Viel wichtiger als irgendwelche Schonzeiten und Fangverbote sind gezielte Renaturierungsmaßnahmen an den entsprechenden Gewässersystemen. Insbesondere die Wiederherstellung der Durchgängigkeit und das Anlegen von Laichplätzen in den Fließgewässern, wie es unter anderem in der WRRL bereits vorgeschrieben ist und bis 2015 umgesetzt werden soll. 

Wem nützen die Schonzeiten etwas, wenn die Fische keine oder nur sehr eingeschränkte Gelegenheiten haben ihre Laichplätze aufzusuchen. 
Die Fischtreppe an der Elbe in Geesthacht ist z.B. ein erster wichtiger Schritt in die richtige Richtung. Aber eben nur ein Erster.
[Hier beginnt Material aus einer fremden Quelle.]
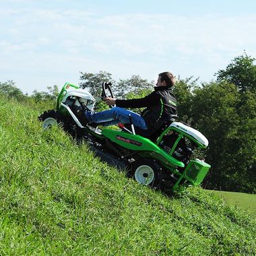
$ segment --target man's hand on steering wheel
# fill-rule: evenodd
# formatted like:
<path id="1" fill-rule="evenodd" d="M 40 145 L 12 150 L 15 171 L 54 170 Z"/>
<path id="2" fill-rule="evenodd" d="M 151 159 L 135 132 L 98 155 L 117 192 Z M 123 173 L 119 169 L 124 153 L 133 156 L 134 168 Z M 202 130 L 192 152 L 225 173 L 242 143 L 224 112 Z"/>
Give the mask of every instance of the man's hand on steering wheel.
<path id="1" fill-rule="evenodd" d="M 106 97 L 102 100 L 108 106 L 113 106 L 116 104 L 116 99 L 110 97 Z"/>

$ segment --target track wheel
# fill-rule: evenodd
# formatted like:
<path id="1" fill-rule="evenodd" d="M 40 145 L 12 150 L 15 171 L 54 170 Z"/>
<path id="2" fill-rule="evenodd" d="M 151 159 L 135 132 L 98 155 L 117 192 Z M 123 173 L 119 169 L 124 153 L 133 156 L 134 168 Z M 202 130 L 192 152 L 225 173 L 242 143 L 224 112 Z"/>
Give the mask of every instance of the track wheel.
<path id="1" fill-rule="evenodd" d="M 56 111 L 53 110 L 44 111 L 43 114 L 38 117 L 38 119 L 42 122 L 44 130 L 61 123 Z"/>
<path id="2" fill-rule="evenodd" d="M 138 183 L 146 186 L 158 186 L 160 166 L 153 159 L 139 159 L 134 163 L 132 169 L 134 179 Z"/>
Dahinter liegen noch jede Menge Querverbaungen und Kleinwasserkraftwerke die den Fischen das Leben so richtig schwer machen. Im übrigen entstammen die allermeisten Lachse in unserem Binnenland der Nordsee. An unserer Ostseeküste gibt es doch nur eine Handvoll Bäche mit nennenswerten Aufstieg an Lachsen. 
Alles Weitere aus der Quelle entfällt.